Приходится выдирать себя из транса и возвращать в помещение, где у стены стоит прозрачный аквариум водоизмещением в тонну. Через его стенку виднеется что-то вроде разросшейся чайной медузы. На самом деле это клинитрон, сделанный на заказ, а в нем, обложенный подушками, полулежит гигантский тюлень. Даже для тюленя гигантский. И только приглядевшись, ты видишь крошечное кукольное личико, спрятанное в складках плоти, выпирающей снизу и сбоку, и розовые, младенческие пятки, выступающие из бугрящегося «хвоста» — сросшихся в единое целое ног. Человеческих ног.

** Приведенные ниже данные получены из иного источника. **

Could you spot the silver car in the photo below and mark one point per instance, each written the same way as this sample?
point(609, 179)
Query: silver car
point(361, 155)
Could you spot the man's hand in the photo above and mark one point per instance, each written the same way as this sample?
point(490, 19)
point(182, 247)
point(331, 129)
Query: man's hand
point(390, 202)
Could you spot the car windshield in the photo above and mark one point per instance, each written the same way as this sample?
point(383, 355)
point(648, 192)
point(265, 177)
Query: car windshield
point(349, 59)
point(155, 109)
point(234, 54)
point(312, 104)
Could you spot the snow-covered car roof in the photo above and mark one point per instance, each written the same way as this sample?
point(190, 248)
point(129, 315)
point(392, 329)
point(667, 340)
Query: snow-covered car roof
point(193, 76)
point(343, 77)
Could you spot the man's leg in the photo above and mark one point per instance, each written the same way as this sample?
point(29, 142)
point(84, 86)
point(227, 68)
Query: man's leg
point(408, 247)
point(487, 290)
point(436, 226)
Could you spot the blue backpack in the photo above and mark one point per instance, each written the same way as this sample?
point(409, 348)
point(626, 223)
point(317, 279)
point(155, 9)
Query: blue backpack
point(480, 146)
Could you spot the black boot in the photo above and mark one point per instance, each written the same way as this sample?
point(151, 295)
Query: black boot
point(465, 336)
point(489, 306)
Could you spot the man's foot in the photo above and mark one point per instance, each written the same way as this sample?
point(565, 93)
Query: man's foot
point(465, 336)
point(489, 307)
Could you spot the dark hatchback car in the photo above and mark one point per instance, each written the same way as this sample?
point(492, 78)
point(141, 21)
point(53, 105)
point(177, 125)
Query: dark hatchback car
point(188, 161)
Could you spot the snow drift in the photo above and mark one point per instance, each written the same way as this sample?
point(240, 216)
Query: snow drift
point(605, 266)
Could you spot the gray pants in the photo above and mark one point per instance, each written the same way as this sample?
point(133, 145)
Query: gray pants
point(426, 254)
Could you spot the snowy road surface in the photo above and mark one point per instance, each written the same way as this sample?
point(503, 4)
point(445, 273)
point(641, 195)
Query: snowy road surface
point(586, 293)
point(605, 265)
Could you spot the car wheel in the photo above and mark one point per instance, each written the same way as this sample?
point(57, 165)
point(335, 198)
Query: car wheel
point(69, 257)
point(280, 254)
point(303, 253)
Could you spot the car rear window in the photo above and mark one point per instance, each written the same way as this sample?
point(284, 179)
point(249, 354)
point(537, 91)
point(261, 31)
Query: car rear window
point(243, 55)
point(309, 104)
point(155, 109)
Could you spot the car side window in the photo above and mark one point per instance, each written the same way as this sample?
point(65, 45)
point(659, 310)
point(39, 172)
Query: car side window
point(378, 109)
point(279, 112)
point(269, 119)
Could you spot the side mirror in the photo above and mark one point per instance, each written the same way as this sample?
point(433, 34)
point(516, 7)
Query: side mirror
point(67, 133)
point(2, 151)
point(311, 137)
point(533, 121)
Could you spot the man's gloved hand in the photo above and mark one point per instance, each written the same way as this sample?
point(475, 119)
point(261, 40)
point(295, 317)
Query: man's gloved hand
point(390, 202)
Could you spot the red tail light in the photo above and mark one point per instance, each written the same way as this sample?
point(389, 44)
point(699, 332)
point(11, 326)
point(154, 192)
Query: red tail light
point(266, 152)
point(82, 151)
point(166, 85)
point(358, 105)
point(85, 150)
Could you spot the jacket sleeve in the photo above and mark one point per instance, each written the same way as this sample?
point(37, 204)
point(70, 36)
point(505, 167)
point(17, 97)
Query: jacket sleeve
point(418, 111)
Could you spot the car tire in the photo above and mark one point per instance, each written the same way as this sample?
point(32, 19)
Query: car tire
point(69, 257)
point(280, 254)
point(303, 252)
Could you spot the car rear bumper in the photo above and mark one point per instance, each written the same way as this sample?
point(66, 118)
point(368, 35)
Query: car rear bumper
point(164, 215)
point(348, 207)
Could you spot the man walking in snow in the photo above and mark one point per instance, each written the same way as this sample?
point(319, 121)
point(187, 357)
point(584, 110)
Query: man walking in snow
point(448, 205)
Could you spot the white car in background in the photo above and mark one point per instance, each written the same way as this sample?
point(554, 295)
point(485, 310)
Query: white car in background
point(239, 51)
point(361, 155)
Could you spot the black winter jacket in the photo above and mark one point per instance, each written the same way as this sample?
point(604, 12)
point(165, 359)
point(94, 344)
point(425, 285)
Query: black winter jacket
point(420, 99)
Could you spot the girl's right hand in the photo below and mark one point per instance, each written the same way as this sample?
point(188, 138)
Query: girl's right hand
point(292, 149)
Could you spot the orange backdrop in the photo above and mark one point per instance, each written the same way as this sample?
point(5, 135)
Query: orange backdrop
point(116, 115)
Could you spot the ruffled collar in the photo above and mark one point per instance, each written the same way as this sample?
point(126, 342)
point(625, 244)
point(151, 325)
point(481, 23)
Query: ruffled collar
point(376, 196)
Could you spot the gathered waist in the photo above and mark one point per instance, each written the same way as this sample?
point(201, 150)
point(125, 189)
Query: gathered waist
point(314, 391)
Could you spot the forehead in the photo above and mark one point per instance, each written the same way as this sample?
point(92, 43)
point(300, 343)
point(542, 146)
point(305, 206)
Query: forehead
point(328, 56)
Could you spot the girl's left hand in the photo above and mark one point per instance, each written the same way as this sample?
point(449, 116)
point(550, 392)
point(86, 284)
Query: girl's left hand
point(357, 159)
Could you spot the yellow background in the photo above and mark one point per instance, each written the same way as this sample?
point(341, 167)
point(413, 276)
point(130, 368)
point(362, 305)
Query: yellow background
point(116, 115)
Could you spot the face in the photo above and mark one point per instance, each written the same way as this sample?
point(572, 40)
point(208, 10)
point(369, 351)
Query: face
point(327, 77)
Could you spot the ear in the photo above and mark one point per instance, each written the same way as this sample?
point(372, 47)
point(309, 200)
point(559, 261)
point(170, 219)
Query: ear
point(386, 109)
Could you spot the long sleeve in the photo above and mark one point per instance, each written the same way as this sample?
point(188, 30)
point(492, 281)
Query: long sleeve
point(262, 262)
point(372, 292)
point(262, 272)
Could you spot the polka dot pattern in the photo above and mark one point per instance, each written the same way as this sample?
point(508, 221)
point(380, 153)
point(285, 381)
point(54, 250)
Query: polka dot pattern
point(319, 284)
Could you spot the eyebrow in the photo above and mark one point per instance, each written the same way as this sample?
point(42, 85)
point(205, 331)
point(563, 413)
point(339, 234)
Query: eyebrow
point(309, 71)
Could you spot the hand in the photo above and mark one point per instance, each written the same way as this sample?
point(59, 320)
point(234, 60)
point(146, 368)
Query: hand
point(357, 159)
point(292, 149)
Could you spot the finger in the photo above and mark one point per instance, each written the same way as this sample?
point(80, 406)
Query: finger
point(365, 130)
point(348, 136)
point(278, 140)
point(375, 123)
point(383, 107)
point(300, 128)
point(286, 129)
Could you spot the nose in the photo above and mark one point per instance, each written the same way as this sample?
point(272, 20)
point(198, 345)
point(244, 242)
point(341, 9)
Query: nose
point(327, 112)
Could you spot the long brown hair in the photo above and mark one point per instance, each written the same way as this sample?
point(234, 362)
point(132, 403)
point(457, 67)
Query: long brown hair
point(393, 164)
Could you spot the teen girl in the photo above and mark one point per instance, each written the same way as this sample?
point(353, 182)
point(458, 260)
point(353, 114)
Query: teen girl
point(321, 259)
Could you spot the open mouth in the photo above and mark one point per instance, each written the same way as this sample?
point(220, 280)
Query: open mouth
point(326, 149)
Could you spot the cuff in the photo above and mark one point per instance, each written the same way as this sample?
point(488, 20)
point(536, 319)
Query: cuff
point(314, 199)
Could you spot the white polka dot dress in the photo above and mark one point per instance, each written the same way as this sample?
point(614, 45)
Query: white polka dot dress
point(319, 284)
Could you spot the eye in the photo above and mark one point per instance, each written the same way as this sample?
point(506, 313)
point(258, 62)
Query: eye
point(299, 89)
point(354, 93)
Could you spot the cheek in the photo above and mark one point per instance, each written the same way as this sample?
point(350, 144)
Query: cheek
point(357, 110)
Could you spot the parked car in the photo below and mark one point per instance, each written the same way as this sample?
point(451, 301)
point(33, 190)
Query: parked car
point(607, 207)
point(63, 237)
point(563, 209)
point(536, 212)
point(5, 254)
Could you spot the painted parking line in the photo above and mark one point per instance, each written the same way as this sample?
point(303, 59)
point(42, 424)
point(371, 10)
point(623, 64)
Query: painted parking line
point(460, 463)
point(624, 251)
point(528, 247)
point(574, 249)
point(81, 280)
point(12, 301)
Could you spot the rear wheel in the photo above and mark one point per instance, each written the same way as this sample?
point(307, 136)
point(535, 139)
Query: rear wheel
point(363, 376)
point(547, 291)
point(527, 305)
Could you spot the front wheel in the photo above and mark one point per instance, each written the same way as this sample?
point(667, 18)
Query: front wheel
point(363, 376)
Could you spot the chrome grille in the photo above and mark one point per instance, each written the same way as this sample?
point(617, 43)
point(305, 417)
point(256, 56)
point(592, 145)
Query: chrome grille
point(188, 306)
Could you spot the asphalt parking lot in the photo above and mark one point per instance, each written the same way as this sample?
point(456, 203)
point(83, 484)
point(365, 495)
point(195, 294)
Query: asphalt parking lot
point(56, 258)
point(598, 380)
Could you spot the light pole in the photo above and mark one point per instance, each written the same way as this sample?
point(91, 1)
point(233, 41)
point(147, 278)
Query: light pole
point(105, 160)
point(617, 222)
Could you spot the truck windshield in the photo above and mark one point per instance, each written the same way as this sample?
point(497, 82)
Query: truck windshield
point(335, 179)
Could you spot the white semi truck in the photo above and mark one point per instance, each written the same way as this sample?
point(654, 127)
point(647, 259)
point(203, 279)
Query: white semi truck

Лежащий в клинитроне весит, наверное, килограмм шестьсот, а может, и больше. Его тело утратило очертания и плотность, растеклось и заполнило собой всю гигантскую, многоспальную «умную кровать». Откуда-то из недр этого тела торчат трубки, одна из которых, очевидно, мочеприемник. Этот человек не поднимался со своего ложа долго, очень долго. Возможно, десятилетиями. Но дело не в том, что он чудовищно, невообразимо толст. Кажется, он еще и чудовищно стар, хотя морщин на лице и на теле нет, кожа, растянутая пластами жира, не потеряла своей гладкости и уже никогда не потеряет. Однако белый пух на голове, редкий и легкий, как у птенцов — седые волосы, сухие настолько, что обламываются, не вырастая. Пигментные пятна покрывают «тюленя» сплошь, оставив нетронутыми лишь середину лица, пятки и ладони — они светятся розовым среди бурой, грубой кожи, больше похожей на шкуру.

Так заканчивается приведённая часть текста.